Almost all biologists believe that this phenomenon explains where mitochondria and chloroplasts came from. Not all organisms developed the ability to perform photosynthesis, or to convert to aerobic cellular respiration. Many of those that didn't make these alterations themselves went into partnership with other organisms that did. If an anaerobic cell could engulf an aerobic one (without digesting it), it could get the benefit of the ATP overflow from its captive partner. Given a couple of billion years to get used to each other, the inside, aerobic partner became so specialized for aerobic cellular respiration that it lost almost all of the basic life skills, depending upon the external host cell to support it. Voila` mitochondrion. If you tell the same story, but substitute "photosynthesis" for "aerobic cellular respiration," you have a recipe for the invention of chloroplasts.
This is an interesting story, but pretty outrageous unless there's some evidence that indicates that it might be true. Glad that you asked ;^)

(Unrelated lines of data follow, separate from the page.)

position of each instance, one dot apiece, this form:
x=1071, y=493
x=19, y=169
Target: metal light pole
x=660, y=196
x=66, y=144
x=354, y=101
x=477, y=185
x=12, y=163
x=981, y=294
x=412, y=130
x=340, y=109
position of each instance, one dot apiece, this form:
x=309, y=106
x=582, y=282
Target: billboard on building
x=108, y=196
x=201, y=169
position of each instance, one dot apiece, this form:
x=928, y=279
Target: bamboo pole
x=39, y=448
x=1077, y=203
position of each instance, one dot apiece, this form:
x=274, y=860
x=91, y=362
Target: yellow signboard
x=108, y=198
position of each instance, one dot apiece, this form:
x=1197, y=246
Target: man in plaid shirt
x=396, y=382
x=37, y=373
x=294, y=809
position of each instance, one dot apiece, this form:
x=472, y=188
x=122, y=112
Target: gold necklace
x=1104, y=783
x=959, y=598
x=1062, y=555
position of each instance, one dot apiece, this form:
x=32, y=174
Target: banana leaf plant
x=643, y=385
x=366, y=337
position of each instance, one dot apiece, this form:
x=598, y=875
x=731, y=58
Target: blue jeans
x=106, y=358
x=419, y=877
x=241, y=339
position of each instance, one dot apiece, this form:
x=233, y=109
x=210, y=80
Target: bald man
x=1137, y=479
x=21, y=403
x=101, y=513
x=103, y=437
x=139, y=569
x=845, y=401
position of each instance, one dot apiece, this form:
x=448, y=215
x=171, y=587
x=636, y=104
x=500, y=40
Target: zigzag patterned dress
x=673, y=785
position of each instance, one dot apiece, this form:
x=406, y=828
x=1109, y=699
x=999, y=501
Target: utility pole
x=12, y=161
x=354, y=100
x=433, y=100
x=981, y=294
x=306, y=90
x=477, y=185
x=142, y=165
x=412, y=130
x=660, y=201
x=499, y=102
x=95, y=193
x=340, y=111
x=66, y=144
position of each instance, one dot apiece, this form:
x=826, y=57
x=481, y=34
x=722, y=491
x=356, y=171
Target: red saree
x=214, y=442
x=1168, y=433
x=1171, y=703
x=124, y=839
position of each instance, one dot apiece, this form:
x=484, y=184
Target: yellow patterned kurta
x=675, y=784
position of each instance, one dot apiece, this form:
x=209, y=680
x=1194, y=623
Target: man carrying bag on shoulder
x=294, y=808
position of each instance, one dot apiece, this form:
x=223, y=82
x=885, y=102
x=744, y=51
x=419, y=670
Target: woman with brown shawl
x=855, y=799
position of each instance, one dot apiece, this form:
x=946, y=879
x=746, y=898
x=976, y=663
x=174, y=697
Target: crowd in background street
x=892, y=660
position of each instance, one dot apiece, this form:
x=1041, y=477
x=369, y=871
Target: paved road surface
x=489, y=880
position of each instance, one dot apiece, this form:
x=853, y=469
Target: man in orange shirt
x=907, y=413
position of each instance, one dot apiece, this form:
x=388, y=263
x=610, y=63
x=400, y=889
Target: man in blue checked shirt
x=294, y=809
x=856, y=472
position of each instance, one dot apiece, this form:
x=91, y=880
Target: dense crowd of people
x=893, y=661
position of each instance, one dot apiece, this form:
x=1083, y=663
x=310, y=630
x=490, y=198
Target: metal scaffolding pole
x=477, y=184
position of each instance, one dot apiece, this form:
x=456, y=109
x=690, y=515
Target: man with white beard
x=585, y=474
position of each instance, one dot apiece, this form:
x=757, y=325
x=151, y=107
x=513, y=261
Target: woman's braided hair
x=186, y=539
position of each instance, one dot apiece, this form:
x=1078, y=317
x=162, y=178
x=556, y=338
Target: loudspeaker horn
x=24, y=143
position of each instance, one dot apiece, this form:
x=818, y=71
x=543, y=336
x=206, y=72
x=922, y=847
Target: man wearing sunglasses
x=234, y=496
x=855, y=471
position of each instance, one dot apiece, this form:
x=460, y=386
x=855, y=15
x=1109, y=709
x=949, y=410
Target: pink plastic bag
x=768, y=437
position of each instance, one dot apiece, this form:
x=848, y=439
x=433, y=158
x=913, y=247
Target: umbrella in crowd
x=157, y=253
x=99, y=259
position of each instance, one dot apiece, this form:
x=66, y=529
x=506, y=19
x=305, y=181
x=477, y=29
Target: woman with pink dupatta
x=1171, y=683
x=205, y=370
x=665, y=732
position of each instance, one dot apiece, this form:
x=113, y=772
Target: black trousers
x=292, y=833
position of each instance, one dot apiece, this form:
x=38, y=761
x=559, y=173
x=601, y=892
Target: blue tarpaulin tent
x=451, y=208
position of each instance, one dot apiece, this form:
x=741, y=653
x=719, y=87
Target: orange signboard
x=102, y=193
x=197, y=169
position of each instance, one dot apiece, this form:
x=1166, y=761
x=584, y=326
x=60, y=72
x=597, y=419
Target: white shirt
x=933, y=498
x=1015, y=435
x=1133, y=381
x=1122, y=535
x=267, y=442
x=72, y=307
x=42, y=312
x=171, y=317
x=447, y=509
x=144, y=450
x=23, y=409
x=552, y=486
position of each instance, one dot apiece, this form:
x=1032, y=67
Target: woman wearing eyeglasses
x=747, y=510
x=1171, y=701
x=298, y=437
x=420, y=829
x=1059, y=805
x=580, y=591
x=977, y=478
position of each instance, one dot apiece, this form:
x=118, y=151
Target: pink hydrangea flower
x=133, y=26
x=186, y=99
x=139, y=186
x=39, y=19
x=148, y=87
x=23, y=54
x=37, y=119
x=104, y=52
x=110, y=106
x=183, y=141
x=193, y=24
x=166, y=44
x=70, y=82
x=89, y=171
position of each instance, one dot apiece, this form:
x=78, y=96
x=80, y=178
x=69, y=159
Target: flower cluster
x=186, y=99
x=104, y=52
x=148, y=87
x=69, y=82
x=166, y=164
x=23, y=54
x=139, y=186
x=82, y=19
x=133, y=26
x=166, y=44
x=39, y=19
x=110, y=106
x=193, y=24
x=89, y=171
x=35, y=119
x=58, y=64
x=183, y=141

There are some very interesting things about mitochondria and chloroplasts that have had biologists scratching their heads for quite a while. For one thing, both of these organelles have their own DNA molecules. Their DNAs are not duplicates of nuclear DNA they are exclusive to the mitochondrion or the chloroplast. Mitochondrial DNA carries genes necessary to produce some of the molecules vital for the aerobic respiration process, and chloroplast DNA carries the genes for substances necessary for photosynthesis. The nuclear genes can't duplicate these. Unlike the DNA in the nucleus, mitochondrial and chloroplast DNAs are naked and circular just like a prokaryotic cell's DNA. These two organelles also have their own ribosomes and they are different from the ribosomes out in the cytoplasm. The proteins coded for by the mitochondrial genes are produced by mitochondrial ribosomes, and those coded for by the chloroplast genes are produced by chloroplast ribosomes.
Another interesting aspect of mitochondrial function is that not all parts of cellular respiration occur in the mitochondria. Aerobic cellular respiration has three parts, but only the second and the third require the presence of oxygen. The first part of cellular respiration (called glycolysis) requires no oxygen, and takes place not in the mitochondria, but out in the cytoplasm of the cell. It is identical to the anaerobic cellular respiration which occurs in cells which cannot use oxygen.
There are two very interesting conclusions to draw from these pieces of information. First, these observations strongly suggest that a mitochondrion or chloroplast is very much like a highly specialized and simplified cell living inside a larger cell. Second, it looks very much like the process of aerobic cellular respiration arose as an "add on" process. The aerobic process performed by the mitochondrion were tacked onto the end of the older, anaerobic respiration process.